Correlation Between Anglo American and Clean Air
Can any of the company-specific risk be diversified away by investing in both Anglo American and Clean Air at the same time? Although using a correlation coefficient on its own may not help to predict future stock returns, this module helps to understand the diversifiable risk of combining Anglo American and Clean Air into the same portfolio, which is an essential part of the fundamental portfolio management process.
By analyzing existing cross correlation between Anglo American PLC and Clean Air Metals, you can compare the effects of market volatilities on Anglo American and Clean Air and check how they will diversify away market risk if combined in the same portfolio for a given time horizon.
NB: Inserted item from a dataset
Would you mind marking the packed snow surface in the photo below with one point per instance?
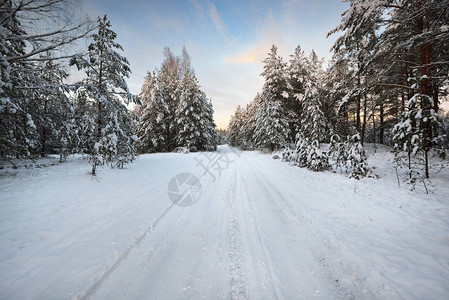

You can also utilize pair trading strategies of matching a long position in Anglo American with a short position of Clean Air. Check out your portfolio center. Please also check ongoing floating volatility patterns of Anglo American and Clean Air.
Diversification Opportunities for Anglo American and Clean Air
0.33 | Correlation Coefficient |
Weak diversification
The 3 months correlation between Anglo and Clean is 0.33. Overlapping area represents the amount of risk that can be diversified away by holding Anglo American PLC and Clean Air Metals in the same portfolio, assuming nothing else is changed. The correlation between historical prices or returns on Clean Air Metals and Anglo American is a relative statistical measure of the degree to which these equity instruments tend to move together. The correlation coefficient measures the extent to which returns on Anglo American PLC are associated (or correlated) with Clean Air. Values of the correlation coefficient range from -1 to +1, where. The correlation of zero (0) is possible when the price movement of Clean Air Metals has no effect on the direction of Anglo American i.e., Anglo American and Clean Air go up and down completely randomly.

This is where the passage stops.